When do these consequences actually start to worsen? In a sense, just when investors move from assuming a last-minute deal to expecting a default, a point in time is murky and impossible to predict. But a credit rating agency could also make that decision for everyone else, as Standard & Poor’s did in 2011 – even after reaching an agreement and raising the debt limit – when it downgraded the US debt rating to AA+ from AAA, causing the stock rating to drop to AA+ from AAA. He is drowning.

This decision was based on the political rancor that surrounded the negotiations, as well as the sheer size of the federal debt—both of which had ballooned in the ensuing decade.

It is not clear exactly what would happen if Date X passed without an agreement. Most experts say the Treasury will continue making interest payments on the debt and instead delay fulfilling other obligations, such as payments to government contractors, veterans or doctors who treat Medicaid patients.

This would prevent the government from defaulting on debt immediately, but it could also shatter confidence, roiling financial markets, and triggering sharp declines in employment, investment and spending.

“These are all assumptions, just defaults of different groups,” said William G. Gill, an economist at the Brookings Institution. “If they can do it for veterans or Medicaid doctors, they can finally do it for bondholders.”

Republicans have proposed pairing an increase in the debt limit with sharp cuts in government spending. They vowed to spare Social Security recipients, Pentagon spending and veterans’ benefits. But that equation requires deep cuts in other programs—such as housing, toxic waste cleanup, air traffic control, cancer research, and other economically important categories.

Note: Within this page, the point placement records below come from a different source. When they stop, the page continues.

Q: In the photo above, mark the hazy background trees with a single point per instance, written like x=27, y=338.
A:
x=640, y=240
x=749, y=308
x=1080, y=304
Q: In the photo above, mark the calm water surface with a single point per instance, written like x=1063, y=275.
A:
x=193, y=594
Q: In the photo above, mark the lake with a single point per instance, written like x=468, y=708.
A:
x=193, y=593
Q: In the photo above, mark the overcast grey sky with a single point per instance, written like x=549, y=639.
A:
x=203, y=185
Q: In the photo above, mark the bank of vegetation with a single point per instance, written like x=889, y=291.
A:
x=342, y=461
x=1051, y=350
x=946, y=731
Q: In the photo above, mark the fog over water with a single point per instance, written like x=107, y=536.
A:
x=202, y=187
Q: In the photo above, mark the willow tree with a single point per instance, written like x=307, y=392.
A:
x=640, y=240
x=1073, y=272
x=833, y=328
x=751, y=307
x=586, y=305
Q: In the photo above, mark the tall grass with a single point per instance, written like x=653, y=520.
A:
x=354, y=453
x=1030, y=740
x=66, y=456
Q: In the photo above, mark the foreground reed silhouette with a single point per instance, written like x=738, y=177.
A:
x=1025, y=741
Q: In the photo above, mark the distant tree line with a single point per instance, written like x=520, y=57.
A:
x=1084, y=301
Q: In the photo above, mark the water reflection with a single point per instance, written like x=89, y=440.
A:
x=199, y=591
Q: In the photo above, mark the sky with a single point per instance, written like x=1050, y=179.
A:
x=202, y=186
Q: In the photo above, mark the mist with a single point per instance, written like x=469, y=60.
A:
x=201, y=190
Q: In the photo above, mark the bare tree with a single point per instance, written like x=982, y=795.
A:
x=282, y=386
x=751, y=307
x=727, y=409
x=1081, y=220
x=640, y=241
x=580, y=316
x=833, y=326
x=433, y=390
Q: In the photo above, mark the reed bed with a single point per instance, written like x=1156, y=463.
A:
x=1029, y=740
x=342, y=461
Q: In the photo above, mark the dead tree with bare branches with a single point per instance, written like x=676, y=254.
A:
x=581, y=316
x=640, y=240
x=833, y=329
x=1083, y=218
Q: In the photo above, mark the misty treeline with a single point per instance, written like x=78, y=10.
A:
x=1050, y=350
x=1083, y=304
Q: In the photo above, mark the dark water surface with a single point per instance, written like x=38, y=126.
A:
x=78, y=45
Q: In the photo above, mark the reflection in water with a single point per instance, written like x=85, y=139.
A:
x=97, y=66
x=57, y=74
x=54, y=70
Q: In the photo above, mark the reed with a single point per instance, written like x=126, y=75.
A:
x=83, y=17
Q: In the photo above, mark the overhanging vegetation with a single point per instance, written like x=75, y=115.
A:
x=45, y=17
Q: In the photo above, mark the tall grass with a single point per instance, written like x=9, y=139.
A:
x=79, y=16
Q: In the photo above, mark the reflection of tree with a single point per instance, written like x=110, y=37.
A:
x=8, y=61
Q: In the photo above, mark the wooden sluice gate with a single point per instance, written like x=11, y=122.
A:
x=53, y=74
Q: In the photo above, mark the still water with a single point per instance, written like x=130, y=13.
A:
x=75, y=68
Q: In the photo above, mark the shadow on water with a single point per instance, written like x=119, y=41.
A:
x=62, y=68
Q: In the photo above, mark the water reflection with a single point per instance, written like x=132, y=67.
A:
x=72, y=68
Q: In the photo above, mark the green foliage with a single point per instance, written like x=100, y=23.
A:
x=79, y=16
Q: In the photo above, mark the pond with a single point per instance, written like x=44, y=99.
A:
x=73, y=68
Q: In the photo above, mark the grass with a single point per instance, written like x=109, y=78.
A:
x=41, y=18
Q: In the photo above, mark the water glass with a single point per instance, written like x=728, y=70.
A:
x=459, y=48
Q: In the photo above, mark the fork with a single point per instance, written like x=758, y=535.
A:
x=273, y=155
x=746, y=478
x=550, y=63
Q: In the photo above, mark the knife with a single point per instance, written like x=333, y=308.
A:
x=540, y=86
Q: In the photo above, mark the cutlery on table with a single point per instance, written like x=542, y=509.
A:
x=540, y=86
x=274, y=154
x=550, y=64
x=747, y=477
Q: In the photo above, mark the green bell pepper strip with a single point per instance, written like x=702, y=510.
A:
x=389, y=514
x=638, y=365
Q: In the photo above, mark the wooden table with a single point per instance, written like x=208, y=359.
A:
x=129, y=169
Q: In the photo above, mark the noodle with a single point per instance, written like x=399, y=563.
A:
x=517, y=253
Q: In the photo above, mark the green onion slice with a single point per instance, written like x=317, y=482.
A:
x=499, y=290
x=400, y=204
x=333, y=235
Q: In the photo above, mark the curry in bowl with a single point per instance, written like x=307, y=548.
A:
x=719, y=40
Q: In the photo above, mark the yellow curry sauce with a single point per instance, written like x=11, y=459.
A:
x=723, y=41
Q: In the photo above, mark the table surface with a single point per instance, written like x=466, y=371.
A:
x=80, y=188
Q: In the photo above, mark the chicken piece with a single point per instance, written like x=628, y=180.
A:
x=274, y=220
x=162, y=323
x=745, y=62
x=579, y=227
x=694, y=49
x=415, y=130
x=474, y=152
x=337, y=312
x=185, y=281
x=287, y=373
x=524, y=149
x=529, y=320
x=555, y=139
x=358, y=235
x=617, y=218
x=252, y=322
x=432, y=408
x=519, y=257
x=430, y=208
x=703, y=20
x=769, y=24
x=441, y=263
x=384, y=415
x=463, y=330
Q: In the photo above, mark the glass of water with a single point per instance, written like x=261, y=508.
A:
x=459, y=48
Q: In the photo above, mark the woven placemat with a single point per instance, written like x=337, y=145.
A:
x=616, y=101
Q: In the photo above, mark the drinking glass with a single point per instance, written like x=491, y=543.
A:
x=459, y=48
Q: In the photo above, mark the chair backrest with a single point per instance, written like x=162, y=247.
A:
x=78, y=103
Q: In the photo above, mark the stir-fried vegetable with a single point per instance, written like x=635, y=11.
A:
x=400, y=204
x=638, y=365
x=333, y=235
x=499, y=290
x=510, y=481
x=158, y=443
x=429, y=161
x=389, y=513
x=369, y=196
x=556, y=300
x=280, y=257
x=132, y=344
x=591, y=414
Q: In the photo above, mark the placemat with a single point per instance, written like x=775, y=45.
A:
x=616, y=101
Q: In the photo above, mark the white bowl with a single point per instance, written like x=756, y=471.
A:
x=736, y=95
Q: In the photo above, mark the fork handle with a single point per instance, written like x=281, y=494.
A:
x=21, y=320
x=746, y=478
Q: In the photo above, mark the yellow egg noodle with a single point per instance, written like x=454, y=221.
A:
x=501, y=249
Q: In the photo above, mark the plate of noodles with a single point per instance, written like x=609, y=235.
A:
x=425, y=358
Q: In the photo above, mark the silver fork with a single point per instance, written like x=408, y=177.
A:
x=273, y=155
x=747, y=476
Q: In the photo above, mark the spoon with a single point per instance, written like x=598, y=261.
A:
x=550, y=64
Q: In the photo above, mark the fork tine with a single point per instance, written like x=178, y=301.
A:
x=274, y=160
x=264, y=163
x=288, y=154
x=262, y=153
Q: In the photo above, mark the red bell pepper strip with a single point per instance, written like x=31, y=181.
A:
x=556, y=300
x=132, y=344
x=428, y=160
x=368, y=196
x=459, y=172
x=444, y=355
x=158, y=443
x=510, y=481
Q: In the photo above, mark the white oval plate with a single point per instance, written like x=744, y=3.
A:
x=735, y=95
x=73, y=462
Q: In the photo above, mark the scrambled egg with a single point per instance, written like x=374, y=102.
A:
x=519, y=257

The Budget Control Act of 2011, which resulted from that year’s standoff, led to a decade of restrictions that progressives have criticized for preventing the federal government from responding to new needs and crises.

The economic turmoil from facing the debt ceiling comes as Federal Reserve policymakers try to tame inflation without triggering a recession, a delicate task with little margin for error.

“The Fed is trying to poke a very fine needle,” said Mr. Kreuzner, a former Fed economist. “At some point, you break the camel’s back. Will that be enough to do it? Probably not, but do you really want to take that risk?”